For a few weeks in late January and early February, the U.S. economy seemed to have reached a rare sweet spot
Maybe it was just too good to be true.
For a few weeks in late January and early February, the U.S. economy seemed to have reached a rare sweet spot. Inflation was steadily slowing from painful heights. And growth and hiring remained surprisingly sturdy despite ever-higher interest rates imposed by the Federal Reserve.
Perhaps, the thinking went, the Fed’s inflation fighters were managing to nail a notoriously difficult “soft landing”: A scenario in which borrowing and spending slow just enough to tame inflation without tipping the world’s biggest economy into a recession.
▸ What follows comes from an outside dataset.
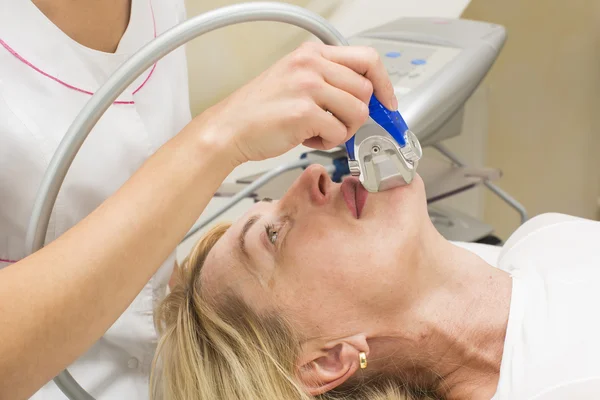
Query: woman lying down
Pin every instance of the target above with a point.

“We were looking at landings that were pillow-soft,’’ recalled Diane Swonk, chief economist at the accounting giant KPMG. “There was a bit of glee about that.’’
The financial markets roared their approval in the first six weeks of 2023, with stock prices surging on expectations that the Fed might soon pause and eventually reverse the series of aggressive rate hikes it began nearly a year ago.
Then something went wrong.
It began on Valentine’s Day. The government said its closely watched consumer price index had surged 0.5% from December to January — five times the increase from November to December.
Over the next week and a half, two more government releases told essentially the same story: The Fed’s drive to curb inflation wasn’t even close to being won.
That realization brought a related worry: If high inflation was even stickier than we thought, then the Fed would likely keep raising rates — and keep them high — longer than was assumed. Those ever-higher borrowing rates would make it more probable that a recession, with layoffs and business failures, might occur.
“It’s heartbreaking,” Swonk said. “This has put the Fed back in defensive mode, and they’re going to have to harden their resolve on rate hikes.”
Unsurprisingly, the stock market has recoiled at the prospect.